# escaping to greece



## paulus (Jun 27, 2009)

me and the wife were thinking of escaping the rat race and moving to greece to run a cafe/bar.We were looking at a couple of bars in elounda but we have a 4 yr old and a 3 yr old so schools are a must.Is it easy to own a bar out there or not and would you get custom in winter or could you make enough through the summer not to open in winter.


----------



## scoobie (May 25, 2009)

paulus said:


> me and the wife were thinking of escaping the rat race and moving to greece to run a cafe/bar.We were looking at a couple of bars in elounda but we have a 4 yr old and a 3 yr old so schools are a must.Is it easy to own a bar out there or not and would you get custom in winter or could you make enough through the summer not to open in winter.


I know ELounda well and spent a few years there. You need to check what English run bars are already still opening in the winter. There were two and to be honest one has been open years. There are not really enough Brits to go around a few bars in the winter months, and without work not enough money to spend in them. If you can open a bar with cheap drinks for the Brits then you will be ok but some of the people have been living there years and there is a rule of loyalty so you need to be aware of that. If the bar you are looking to buy is already run by Brits then you should be ok. Also be aware it is a very quiet year this year in Elounda , the big hotels are not full and have not been all summer. Make sure you take that into consideration when putting in an offer to buy the bar. I would suggest a winter visit there via Athens to get a feel for how things are. When i was there most people go between friends or families houses in the winter rather than out to bars very often. Working 7 day weeks for all the summer often leaves people not wanting to open in the winter anyway. Or just open once a week as one of the places does.
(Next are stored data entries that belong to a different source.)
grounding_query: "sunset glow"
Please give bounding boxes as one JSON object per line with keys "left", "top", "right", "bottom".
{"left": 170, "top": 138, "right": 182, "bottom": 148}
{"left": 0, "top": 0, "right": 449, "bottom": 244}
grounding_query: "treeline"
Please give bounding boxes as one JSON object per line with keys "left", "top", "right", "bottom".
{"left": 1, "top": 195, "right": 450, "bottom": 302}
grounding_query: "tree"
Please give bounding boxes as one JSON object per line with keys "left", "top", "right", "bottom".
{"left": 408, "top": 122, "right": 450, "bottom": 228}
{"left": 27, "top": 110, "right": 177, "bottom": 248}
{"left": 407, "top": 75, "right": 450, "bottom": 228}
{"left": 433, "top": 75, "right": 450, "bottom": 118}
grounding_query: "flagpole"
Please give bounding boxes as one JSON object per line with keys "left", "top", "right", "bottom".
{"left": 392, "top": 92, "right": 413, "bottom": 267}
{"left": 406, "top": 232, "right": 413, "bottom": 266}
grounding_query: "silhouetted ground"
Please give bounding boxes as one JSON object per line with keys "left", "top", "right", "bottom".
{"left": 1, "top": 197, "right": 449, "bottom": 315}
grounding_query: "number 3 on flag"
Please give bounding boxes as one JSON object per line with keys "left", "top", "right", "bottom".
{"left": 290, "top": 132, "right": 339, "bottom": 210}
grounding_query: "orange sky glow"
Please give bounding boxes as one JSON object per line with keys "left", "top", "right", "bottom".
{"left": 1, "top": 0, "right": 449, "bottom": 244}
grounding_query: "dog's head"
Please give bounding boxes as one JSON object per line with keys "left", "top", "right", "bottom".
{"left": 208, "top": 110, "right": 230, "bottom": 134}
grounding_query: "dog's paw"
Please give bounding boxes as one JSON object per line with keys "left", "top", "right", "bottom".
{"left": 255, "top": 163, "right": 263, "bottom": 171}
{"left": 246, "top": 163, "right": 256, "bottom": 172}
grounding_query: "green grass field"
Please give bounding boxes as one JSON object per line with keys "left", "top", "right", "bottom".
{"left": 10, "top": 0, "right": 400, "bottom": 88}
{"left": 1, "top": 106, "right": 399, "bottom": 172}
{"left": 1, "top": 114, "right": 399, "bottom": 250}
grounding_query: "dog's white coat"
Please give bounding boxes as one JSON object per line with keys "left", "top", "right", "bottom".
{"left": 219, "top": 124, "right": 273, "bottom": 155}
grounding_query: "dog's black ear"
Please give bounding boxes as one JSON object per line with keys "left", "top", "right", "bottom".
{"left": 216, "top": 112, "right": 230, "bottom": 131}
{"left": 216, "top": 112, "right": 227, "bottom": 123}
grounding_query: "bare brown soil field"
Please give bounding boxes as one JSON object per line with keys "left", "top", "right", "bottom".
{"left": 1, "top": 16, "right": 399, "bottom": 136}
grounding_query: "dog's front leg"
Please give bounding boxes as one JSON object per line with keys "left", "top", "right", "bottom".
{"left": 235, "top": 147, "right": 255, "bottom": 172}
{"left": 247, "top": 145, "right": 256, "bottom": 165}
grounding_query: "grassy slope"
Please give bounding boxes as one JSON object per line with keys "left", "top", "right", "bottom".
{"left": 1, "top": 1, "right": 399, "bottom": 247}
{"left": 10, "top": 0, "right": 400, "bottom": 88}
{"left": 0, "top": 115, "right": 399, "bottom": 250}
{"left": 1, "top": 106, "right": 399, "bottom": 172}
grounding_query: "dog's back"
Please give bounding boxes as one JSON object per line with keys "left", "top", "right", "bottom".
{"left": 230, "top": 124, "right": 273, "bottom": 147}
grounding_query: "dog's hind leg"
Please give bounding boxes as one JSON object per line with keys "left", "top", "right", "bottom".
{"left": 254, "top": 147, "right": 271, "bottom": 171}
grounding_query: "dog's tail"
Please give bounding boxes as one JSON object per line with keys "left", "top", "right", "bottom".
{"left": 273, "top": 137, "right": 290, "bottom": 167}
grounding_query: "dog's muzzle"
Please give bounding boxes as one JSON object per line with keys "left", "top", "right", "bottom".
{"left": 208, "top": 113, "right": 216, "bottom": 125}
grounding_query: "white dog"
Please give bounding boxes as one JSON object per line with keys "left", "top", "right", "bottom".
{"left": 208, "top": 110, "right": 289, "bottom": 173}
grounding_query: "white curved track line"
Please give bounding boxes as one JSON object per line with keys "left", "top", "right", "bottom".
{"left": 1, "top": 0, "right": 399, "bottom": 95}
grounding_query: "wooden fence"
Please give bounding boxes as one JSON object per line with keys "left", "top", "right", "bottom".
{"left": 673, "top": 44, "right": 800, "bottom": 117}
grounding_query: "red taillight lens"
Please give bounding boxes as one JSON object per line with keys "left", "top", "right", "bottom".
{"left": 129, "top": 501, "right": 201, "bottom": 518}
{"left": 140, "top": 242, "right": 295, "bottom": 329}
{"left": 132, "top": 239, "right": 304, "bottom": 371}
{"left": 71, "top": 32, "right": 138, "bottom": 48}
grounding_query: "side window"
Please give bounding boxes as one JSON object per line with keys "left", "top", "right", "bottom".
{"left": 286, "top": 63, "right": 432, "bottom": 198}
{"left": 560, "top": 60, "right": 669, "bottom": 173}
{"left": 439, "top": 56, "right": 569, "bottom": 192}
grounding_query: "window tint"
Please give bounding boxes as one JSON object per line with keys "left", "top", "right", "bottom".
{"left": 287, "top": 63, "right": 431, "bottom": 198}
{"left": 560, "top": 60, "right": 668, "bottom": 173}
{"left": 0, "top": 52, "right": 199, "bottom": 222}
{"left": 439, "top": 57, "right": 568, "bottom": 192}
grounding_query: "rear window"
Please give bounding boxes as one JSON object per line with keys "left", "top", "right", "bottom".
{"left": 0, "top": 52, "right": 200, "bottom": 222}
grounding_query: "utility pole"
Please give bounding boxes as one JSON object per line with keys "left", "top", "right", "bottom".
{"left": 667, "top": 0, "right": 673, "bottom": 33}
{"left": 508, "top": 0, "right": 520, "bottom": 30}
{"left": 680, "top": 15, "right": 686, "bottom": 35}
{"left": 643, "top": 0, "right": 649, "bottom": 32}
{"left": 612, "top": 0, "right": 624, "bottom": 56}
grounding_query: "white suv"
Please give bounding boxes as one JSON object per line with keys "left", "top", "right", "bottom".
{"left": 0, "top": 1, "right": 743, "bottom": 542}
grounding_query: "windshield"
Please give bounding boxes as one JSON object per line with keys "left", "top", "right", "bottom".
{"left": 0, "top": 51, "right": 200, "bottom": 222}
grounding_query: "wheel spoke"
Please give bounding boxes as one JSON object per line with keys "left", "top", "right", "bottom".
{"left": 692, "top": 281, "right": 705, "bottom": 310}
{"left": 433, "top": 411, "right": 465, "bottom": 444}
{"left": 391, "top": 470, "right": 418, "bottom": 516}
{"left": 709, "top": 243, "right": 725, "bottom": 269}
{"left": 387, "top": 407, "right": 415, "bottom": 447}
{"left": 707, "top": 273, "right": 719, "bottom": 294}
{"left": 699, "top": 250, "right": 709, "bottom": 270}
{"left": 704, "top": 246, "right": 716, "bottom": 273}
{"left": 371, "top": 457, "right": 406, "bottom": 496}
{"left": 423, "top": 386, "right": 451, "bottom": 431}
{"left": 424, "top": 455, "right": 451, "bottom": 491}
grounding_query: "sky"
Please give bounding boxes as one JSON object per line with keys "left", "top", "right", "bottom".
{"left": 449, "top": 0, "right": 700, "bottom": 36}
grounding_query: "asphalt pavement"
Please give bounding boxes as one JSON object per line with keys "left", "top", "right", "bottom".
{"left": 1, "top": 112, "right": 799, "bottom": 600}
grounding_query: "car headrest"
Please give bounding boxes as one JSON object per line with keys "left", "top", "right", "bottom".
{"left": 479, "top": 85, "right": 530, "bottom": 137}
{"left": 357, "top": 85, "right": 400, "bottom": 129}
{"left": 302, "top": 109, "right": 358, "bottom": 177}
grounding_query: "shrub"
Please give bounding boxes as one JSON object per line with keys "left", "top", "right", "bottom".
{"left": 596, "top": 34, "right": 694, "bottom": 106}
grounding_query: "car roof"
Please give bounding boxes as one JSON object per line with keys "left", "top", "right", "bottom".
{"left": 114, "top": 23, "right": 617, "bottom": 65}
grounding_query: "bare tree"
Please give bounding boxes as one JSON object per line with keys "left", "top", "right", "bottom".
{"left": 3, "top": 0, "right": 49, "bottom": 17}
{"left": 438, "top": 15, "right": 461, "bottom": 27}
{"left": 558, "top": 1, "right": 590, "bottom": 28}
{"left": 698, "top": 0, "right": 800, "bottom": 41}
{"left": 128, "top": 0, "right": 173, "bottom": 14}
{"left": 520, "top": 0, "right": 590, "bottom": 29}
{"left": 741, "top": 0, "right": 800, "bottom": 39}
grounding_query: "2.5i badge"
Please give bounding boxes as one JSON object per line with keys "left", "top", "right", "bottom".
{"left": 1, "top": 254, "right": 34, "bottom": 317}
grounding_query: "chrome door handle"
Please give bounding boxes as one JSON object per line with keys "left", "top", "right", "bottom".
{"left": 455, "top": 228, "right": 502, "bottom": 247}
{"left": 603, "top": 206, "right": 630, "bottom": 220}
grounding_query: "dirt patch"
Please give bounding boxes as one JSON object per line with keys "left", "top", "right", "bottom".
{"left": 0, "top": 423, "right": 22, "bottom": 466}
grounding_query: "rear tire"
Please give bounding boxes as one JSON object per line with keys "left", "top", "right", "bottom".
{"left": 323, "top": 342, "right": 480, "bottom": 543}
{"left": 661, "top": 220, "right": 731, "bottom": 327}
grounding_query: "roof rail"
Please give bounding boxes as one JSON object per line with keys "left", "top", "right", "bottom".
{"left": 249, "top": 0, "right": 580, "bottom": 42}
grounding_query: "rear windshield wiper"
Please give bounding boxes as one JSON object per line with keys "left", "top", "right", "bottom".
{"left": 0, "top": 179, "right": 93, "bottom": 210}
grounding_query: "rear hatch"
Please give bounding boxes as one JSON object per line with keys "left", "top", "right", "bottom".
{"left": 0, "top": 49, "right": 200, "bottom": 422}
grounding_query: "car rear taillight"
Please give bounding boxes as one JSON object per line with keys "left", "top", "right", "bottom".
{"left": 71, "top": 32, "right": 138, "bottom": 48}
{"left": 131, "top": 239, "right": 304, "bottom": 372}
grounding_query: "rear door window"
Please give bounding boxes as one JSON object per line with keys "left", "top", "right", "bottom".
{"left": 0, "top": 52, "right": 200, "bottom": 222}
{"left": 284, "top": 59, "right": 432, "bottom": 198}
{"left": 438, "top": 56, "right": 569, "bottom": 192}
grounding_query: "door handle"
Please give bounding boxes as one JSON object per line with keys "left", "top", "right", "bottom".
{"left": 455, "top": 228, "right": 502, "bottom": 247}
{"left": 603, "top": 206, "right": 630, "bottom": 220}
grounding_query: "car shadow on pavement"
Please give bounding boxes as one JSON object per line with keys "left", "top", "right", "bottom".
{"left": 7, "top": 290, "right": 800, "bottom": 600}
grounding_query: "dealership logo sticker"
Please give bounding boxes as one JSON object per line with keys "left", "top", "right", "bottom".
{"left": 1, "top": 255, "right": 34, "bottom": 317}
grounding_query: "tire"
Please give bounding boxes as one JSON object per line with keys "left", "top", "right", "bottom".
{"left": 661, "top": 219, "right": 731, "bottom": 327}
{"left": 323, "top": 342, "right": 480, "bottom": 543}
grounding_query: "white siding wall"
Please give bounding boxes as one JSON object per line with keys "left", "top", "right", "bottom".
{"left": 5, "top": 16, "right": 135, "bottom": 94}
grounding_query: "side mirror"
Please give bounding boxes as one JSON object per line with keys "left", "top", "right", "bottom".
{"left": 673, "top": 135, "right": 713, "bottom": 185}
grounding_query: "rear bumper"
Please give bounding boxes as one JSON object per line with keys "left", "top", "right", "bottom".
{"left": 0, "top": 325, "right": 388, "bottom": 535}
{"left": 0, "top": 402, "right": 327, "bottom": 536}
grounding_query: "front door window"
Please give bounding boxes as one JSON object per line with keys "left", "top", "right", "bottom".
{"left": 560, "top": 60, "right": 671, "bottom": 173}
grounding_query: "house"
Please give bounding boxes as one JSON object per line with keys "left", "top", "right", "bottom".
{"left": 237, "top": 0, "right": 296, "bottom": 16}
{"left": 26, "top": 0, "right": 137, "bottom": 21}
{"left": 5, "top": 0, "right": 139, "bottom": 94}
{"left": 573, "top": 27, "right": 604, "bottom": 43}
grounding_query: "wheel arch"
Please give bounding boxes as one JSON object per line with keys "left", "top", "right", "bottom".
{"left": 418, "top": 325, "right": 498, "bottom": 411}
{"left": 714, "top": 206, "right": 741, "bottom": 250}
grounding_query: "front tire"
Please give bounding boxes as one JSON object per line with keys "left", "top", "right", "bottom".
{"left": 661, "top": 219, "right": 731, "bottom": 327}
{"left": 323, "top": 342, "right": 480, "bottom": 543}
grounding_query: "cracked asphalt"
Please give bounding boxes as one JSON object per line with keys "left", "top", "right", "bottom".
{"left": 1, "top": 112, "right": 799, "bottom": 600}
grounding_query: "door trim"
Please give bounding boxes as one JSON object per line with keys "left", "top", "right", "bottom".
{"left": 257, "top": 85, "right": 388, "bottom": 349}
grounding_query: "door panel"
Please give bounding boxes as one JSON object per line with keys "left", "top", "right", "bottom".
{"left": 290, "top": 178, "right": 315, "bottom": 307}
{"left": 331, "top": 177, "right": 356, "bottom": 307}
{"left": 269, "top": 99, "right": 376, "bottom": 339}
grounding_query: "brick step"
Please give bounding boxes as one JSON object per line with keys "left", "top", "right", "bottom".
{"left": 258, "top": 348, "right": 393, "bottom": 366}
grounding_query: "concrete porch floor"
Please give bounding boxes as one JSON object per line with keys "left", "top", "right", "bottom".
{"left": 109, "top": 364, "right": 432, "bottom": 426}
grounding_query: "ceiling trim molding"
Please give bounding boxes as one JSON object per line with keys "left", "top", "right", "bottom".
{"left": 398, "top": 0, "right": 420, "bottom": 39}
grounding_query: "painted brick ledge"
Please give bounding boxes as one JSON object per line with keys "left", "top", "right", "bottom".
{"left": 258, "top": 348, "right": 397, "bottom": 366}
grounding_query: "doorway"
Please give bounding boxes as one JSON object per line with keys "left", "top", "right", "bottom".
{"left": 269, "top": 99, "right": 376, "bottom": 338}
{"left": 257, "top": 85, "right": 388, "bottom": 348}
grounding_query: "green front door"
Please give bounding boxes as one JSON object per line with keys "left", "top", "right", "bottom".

There are already the local traditional Greek bars open which are popular with all. 
There will be no problem for schools there and there is a music school and private english/greek lesson school. 
Finally, a couple of the established music bars have arrangements with the tour companies so it would be worth asking around now to find out which bars do and which tour operators and see if you can come to some arrangement with other ones for maybe the "welcome meeting". You give a free drink, something like juice for the kids and a shot for the parents and water or coffee, but it is a good way to advertise and get business through the door. 
Good luck


----------